I absolutely love it when a sales prospect has already tried to use ChatGPT, Claude, Gemini or some other generic chatbot to perform media or marketing analytics. When I hear them say that they’re trying to use one of these, I know we’re about to close another customer. The reality is that these chatbots are wonderful at certain tasks. But they’re really awful at media and marketing analytics. These chatbots rely on LLMs that have been trained on information scraped from the open Internet. For example, if you ask ChatGPT or one of the other ones to measure the lift from your recent campaign it’s going to try to help you, but what you’ll find is that it will make curious decisions on the right approach, it will make naive mistakes, and it will hallucinate. The bottom line is that these LLMs are trained for wide applicability and they’re not specialized on the analytics that drive our industry.
Here at Newton Research, we pride ourselves on being nerds. And what nerd doesn’t like a good test? So we’ve come up with a benchmark test that we give to Newton and we make those other generic chatbots take that same test. The benchmark test is a comprehensive set of media, marketing, and advertising analytics tasks. What we find from the results is that the generic chatbots, even when they’re powered with the latest and greatest LLMs, fail the benchmark test pretty miserably. We’re talking about scores of 25% to 50%. Definitely not refrigerator material.
By contrast, Newton aces the test. The reason Newton succeeds and the others fail is simple - we specifically train Newton for media and marketing analytics. That’s what we do every day.
I like to make the analogy that we’re writing the media analytics handbook and infusing that into Newton. Newton does not rely on an LLM that has learned marketing from whatever it was able to scrape on the open Internet, Newton is trained on our highly curated knowledge base that our data science team has been creating for the past two years. On top of this, we let our customers provide Newton with “on the job training” just like they would a new data scientist or analyst they’ve added to the team. Newton can read scripts, Jupyter notebooks, data dictionaries, etc. and learn how each customer prefers to approach specific analytics tasks.
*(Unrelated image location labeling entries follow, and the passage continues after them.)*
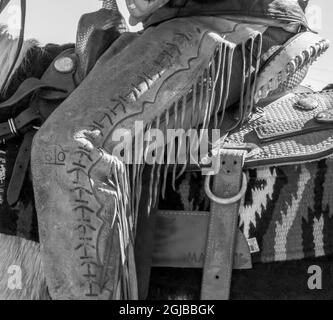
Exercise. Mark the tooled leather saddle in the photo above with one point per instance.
(295, 130)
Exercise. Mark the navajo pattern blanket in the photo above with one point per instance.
(287, 212)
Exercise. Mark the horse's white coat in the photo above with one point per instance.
(24, 255)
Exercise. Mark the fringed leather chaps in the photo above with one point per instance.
(181, 74)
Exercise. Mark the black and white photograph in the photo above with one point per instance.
(166, 154)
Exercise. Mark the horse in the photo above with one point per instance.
(14, 250)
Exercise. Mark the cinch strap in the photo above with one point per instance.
(223, 226)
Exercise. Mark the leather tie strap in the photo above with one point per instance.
(222, 229)
(20, 169)
(27, 87)
(12, 127)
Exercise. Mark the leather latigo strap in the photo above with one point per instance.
(223, 226)
(20, 169)
(180, 241)
(288, 131)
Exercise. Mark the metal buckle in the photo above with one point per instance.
(228, 201)
(12, 126)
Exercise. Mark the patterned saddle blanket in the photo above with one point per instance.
(287, 209)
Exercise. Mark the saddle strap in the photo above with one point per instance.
(222, 229)
(13, 127)
(20, 169)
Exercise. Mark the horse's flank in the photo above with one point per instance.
(22, 276)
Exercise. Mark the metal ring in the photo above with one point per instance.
(227, 201)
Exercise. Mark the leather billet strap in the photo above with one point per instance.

What’s on the roadmap for the company? How do you expect your offerings to evolve?
We have a nice lead in building out agentic analytics workflows for our industry and we’re going to continue building out Newton’s expertise even further in this direction. We want to be the obvious choice for brands, agencies and publishers when they need media and marketing analytics agents. If a customer needs an entire agentic stack - we’ve got them covered. If a larger customer has chosen to build their own agentic framework - we have specialist agents that can interoperate with their stack to perform analytics tasks. We will also continue to build out more native integrations into platforms and publishers, so that Newton’s agents are seamlessly connected across our customers’ tech stacks. We’re also very willing to partner with other companies and you’ll see some announcements of partners building agents on top of our agentic framework.
Sir Isaac Newton is listed on your website as a “founding father” of the company. Presumably he doesn’t show up to too many client meetings. If he did, what do you think he’d say about the current state or future of the advertising industry?
Sir Isaac has been a no-show at all the Board meetings. We do hear Sir Isaac’s favorite concept of “inertia” thrown around our industry a lot. Folks often bemoan how the big players fail to innovate because of their size and speed. It’s just too hard for them to change course from the inside. I would hope Sir Isaac would see the AI agents we’ve built as the external force needed to jolt our industry into a better trajectory. While we’re a start-up and our mass might be small, we are accelerating very quickly…..and force does equal mass times acceleration after all. We’re on track to make a very big impact on our industry this year.